Ja, werden wir, aber nicht mit einer Insellösung. Wir müssen uns, was den Lärmschutz in NRW angeht, komplett aufstellen, und das werde ich mit dem Verkehrsminister diskutieren. Ich bin der festen Meinung, dass das wichtig ist, den Lärmschutz stärker in den Griff zu kriegen. Man muss sehr differenziert vorgehen. Bei der Temporeduzierung entstehen subjektiv erfahrbar weniger Lärmemissionen, aber wir brauchen auch passiven Lärmschutz. Da ist der Bund gefragt.

Die neue Landesregierung steht für eine neue Schulpolitik. Wie wird die Bezirksregierung diese unterstützen?

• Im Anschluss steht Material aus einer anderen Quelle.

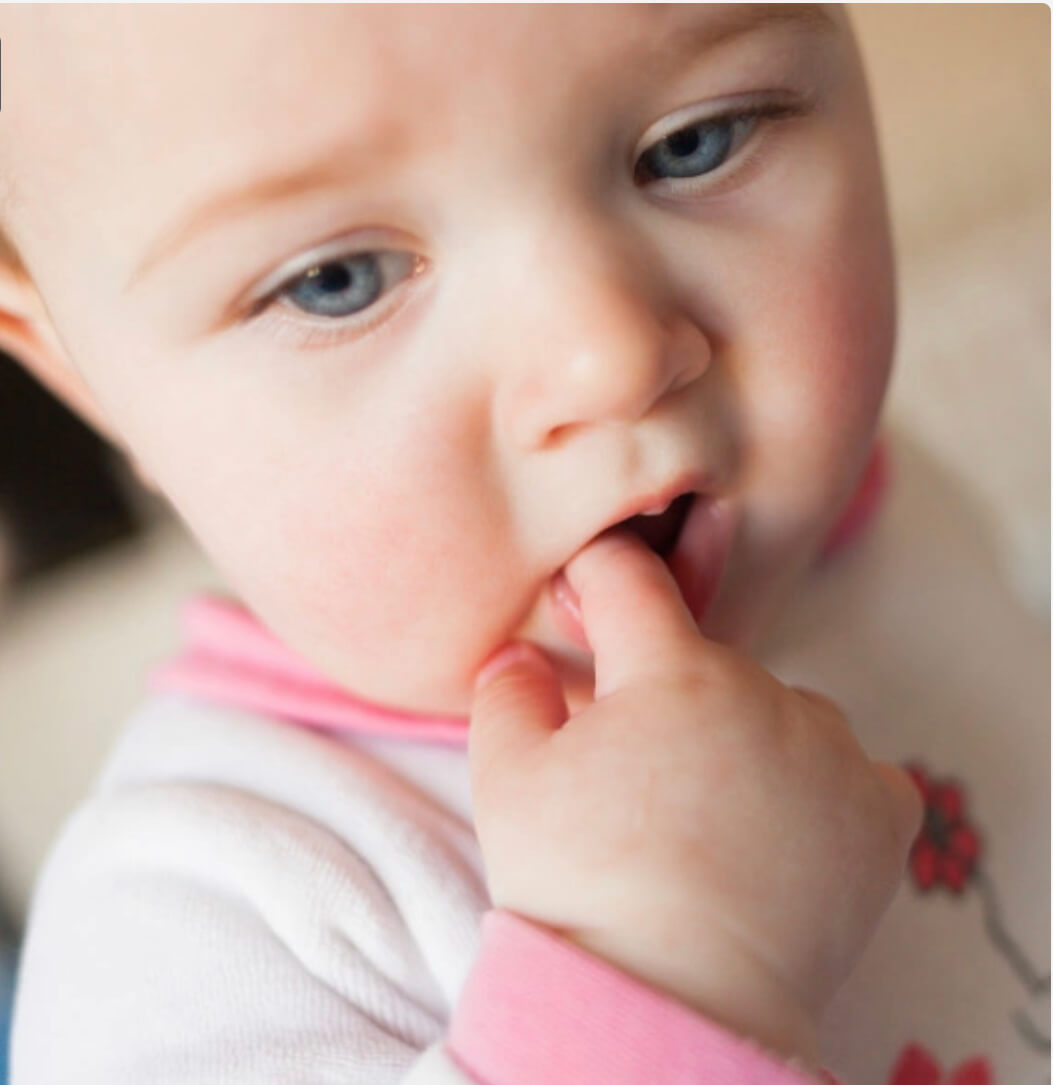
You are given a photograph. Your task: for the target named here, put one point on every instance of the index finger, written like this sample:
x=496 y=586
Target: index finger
x=633 y=614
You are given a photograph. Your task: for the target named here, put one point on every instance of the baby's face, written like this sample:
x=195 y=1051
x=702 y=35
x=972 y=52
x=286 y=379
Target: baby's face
x=401 y=308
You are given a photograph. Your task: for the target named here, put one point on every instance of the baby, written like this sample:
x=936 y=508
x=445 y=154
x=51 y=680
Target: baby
x=513 y=364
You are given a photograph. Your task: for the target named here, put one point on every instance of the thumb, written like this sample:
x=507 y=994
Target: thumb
x=906 y=802
x=518 y=702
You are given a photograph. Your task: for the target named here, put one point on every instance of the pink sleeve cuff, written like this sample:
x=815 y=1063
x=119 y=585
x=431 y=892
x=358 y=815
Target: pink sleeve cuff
x=538 y=1010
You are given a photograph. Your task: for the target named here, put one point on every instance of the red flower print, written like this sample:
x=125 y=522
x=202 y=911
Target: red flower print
x=916 y=1067
x=947 y=849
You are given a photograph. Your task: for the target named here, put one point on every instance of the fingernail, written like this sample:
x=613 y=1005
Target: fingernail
x=512 y=653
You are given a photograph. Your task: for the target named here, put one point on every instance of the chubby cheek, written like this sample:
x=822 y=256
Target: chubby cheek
x=386 y=560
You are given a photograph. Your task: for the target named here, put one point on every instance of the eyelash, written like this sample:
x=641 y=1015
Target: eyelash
x=309 y=330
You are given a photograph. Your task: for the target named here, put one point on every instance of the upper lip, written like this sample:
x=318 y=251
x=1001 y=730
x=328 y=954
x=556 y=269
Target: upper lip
x=693 y=482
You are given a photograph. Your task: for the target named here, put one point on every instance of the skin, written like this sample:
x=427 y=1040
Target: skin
x=393 y=494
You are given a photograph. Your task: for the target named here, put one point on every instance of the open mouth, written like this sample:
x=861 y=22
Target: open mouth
x=660 y=532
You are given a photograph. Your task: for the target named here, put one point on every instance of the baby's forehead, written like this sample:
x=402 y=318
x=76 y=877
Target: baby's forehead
x=154 y=107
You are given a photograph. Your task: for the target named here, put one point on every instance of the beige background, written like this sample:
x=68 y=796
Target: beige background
x=962 y=94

Ich bin schon von verschiedenen Bürgermeistern aus der Region angesprochen worden, wo das Thema Hauptschule und Realschule im Mittelpunkt steht. Jeder hat natürlich das Interesse, eine regionale Schulversorgung über eine längere Zeit sicherzustellen. Deswegen werden wir jeden, der es möchte, beraten. Wir werden Hilfestellung geben bei der Schulentwicklung.

Ein weiteres Thema betrifft das Schulmanagement. Schulleiter haben heute mehr Bildungs-Management-Aufgaben und weniger pädagogische Aufgaben. Sie sind Teamplayer, Coach, Konfliktmanager, sind Vernetzer in die Region. Da muss man aufeinander zugehen können. Schule muss sich öffnen! Nur in einem gut geführten Haus der Bildung werden wir die Qualität, die wir brauchen für die Bewältigung unserer Zukunft, bekommen.

Welches Ziel haben Sie sich als Regierungspräsident gesetzt?

Ich setze auf eine Dialogkultur. Auf Gespräche miteinander. Das soll meine Zeit hier bestimmen. Weniger Konfrontation, mehr Kommunikation. Weil wir alle gemeinsam ein Ziel haben: Wir wollen die Region nach vorn bringen, wir wollen sichere Arbeitsplätze für die Menschen hier, wir wollen das Liebenswerte, was da ist, weiter entwickeln und wir wollen, dass viele Menschen auch hier bleiben.

Herr Regierungspräsident, vielen Dank für das Gespräch!